La culpa del sanchismo resulta tanto mayor cuanto que se tiene la sospecha de que utiliza todo electoralmente, y que su pasividad en la dana -«si necesitan algo, que lo pidan»- obedecía a su intención de reconquistar el Gobierno de la Generalitat, al igual que hay que maliciarse que su postura frente a la inmigración de Canarias tiene como objeto convencer a Coalición Canaria para que rompa el acuerdo de gobierno con el PP. El secretario de política institucional del PSOE ya lo ha dicho abiertamente.
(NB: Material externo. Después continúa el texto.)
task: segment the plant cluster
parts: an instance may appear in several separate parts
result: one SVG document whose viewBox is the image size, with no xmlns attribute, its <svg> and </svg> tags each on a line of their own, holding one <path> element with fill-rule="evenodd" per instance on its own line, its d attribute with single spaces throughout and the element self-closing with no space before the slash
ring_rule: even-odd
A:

«La única finalidad de las celebraciones de la muerte de Franco es la división de la sociedad, que es de lo que vive el sanchismo»
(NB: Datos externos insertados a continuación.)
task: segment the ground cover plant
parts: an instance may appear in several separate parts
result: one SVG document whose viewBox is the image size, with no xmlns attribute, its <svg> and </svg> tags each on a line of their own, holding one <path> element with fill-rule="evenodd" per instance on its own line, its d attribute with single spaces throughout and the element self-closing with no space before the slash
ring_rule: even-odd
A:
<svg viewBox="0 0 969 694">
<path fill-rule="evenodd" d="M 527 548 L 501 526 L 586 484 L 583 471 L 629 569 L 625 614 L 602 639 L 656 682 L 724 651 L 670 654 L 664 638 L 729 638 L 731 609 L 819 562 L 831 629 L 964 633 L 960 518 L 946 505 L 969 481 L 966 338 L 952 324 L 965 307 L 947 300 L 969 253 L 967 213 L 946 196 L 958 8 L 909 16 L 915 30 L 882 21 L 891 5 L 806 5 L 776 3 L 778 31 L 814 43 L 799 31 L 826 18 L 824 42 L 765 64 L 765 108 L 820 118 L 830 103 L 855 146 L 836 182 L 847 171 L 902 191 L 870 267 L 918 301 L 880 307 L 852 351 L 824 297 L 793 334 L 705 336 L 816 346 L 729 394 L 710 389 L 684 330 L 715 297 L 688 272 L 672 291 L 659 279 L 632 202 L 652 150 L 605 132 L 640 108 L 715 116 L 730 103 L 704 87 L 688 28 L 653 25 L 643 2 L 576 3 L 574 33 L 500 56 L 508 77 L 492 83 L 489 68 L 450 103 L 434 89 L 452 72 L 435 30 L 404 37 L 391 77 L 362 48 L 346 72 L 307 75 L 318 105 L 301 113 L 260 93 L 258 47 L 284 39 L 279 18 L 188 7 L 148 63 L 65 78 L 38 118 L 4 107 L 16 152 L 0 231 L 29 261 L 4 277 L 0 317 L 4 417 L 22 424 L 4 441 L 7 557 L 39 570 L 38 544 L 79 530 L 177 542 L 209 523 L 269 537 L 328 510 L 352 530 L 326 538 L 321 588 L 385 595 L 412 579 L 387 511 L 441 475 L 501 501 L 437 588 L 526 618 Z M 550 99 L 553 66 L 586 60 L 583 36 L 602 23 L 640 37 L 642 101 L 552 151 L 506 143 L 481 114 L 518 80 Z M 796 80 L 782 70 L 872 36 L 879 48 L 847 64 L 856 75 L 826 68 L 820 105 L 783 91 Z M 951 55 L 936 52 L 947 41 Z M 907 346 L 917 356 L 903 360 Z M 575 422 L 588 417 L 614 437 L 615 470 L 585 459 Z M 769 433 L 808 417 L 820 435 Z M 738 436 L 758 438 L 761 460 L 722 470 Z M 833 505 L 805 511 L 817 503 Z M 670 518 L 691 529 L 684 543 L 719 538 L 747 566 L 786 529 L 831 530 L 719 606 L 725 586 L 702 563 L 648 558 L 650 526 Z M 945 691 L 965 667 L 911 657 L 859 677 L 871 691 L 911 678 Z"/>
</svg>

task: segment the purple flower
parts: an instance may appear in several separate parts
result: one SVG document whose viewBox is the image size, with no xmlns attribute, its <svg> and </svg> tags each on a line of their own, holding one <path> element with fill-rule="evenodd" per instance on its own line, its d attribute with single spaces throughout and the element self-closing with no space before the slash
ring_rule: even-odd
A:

El sanchismo lleva mucho tiempo queriendo utilizar a la monarquía, agita al Rey, lo envía a un sitio y a otro, según sus conveniencias; veta sus viajes, de hecho, ya ocurrió hace años cuando para favorecer a los independentistas prohibió su desplazamiento a Barcelona, haciéndole faltar por primera vez a la entrega de despachos a los nuevos jueces, con profundo enfado del estamento judicial. Lo último ha sido en estos días, cuando han situado al monarca en una difícil encrucijada pretendiendo que asistiese al primer aquelarre de los cien que piensan celebrar este año para conmemorar las cinco décadas de la muerte de Franco. La mayoría de los españoles actuales apenas han conocido al dictador y los que sí lo conocimos hemos procurado olvidarlo lo antes posible. La única finalidad de tales celebraciones es, una vez más, la división de la sociedad, que es de lo que vive el sanchismo.
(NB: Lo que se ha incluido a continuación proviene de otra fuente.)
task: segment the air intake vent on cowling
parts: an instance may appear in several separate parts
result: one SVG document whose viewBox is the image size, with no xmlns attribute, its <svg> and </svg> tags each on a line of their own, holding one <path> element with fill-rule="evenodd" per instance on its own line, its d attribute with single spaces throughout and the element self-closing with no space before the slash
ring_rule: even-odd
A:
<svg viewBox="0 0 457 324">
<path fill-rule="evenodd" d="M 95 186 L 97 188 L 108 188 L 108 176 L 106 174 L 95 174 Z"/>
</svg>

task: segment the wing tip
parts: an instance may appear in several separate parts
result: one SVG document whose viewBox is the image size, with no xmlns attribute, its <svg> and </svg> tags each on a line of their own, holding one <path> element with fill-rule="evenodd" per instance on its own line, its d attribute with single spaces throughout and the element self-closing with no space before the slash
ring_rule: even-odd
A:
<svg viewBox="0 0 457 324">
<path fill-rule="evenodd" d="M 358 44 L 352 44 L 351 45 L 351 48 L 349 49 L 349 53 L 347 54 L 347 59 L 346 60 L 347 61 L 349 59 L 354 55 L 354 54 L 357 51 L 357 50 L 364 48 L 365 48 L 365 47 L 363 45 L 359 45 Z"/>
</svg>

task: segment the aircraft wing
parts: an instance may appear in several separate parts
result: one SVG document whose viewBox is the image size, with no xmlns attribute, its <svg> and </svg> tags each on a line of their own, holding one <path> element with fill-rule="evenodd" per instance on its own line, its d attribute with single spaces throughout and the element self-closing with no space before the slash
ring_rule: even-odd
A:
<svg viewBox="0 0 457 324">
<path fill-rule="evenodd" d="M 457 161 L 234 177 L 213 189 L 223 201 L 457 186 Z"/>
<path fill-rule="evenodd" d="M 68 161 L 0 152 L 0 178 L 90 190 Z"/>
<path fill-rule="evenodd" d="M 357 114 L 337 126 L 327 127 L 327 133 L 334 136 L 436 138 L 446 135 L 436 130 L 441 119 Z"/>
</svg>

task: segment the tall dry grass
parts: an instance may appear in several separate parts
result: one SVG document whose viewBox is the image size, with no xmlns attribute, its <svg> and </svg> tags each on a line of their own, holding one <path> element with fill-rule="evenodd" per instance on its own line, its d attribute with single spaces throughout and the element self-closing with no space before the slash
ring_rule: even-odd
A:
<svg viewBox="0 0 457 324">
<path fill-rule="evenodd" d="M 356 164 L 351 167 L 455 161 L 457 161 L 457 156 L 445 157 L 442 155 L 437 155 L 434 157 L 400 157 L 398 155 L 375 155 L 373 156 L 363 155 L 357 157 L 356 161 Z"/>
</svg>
Es lógico que el Rey en su discurso de Navidad hiciese referencia a la polarización política. Es razonable que censurase la falta de consenso y la lucha política atronadora. Y está también justificado que no señalase a los responsables, ya que el Rey reina, pero no gobierna y no debe entrar por tanto en atacar o beneficiar a ninguna fuerza política. Resulta explicable también que los medios de comunicación hayan resaltado del discurso del monarca precisamente la denuncia de la falta de todo diálogo y entendimiento político.
Lo que ya no es tan lógico es que todos ellos se mantengan también en la neutralidad y la equidistancia, en el buenismo, repartiendo las culpas por igual, y no me refiero solo a los medios oficialistas o a los tertulianos incondicionales del sanchismo, sino a la mayoría, perteneciente a todas las tendencias. El tema tiene gran importancia porque esta polarización no es algo accidental provocado por los vicios o deformaciones coyunturales de las formaciones políticas. Se trata, por el contrario, de un antagonismo de carácter fundamental, consustancial a la realidad política impuesta por Sánchez. Y es precisamente esta característica intrínseca la que hace tan difícil un posible cambio.
Es en este enfrentamiento en el que se fundamenta toda la historia política del sanchismo. Todo lo que es Sánchez se asienta en la guerra civil, en la provocación, en la división. Todo comenzó con el “no es no” y su negativa en 2016 a ni siquiera sentarse con Rajoy a dialogar. Cualquier acuerdo con él, que había ganado las elecciones, le impedía llegar a ser presidente de Gobierno. Desde las segundas primarias hasta los momentos actuales, el máximo argumento, casi el único, ha sido el miedo a la derecha, acentuando el guerracivilismo. Todo es lícito con tal de que el que PP no acceda al gobierno. Sánchez en realidad nunca ha tenido nada que ofrecer, como no sea la polarización.
Esa dinámica amigo-enemigo, adoptada por el presidente del Gobierno como estrategia para mantenerse en el poder, le obliga a romper toda posibilidad de pacto de Estado. Anatematizar a la oposición obstaculiza cualquier acuerdo, puesto que realizarlo resultaría contradictorio con esa concepción maniquea de la realidad política. El enfrentamiento no es algo coyuntural que pueda evitarse. Constituye la propia esencia del sanchismo. A la oposición solo le queda una opción: aceptar el combate.